The 0.04% average discrepancy is also a testament to the quality of the tokenizer's encode-decode roundtrip. The Kimi-K2.5 tokenizer, for all its complexity (special tokens, BPE boundaries, tool call handling), is remarkably stable: encoding text and then decoding back to text preserves the token sequence almost perfectly. This is not guaranteed for all tokenizers — some have "broken" roundtrips where certain sequences produce different tokens on re-encoding.

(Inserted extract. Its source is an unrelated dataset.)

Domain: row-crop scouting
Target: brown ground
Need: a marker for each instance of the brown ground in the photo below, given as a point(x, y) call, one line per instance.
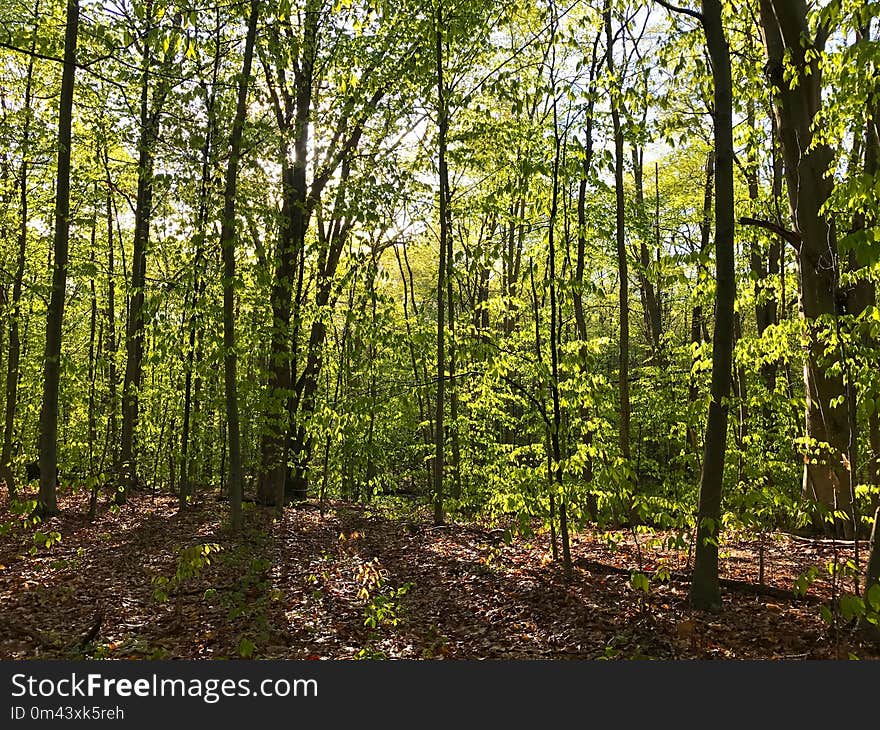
point(305, 586)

The message also reveals the assistant's methodical approach to debugging. Faced with a vague concern about "burning tokens," the assistant decomposed the problem into testable hypotheses: (1) is the structure correct? (2) do the token counts match? (3) are there any anomalies? Each hypothesis was tested with a focused script, and the results were presented clearly. This is a model of systematic validation in ML engineering.

Conclusion

Message [msg 4061] is a quiet but essential piece of engineering validation. It answers a specific question — "does our reconstructed token count match what OpenRouter billed us?" — with a clear, data-driven answer. The answer is yes, within 0.04%. This answer unblocks the pipeline, satisfies the user's concern, and provides a foundation for the remaining data generation phases. The message also demonstrates a broader principle: in ML engineering, especially when money is involved, trust must be earned through measurement. Every assumption about data correctness, token counting, and budget tracking must be tested. This message tests one of the most critical assumptions — and passes.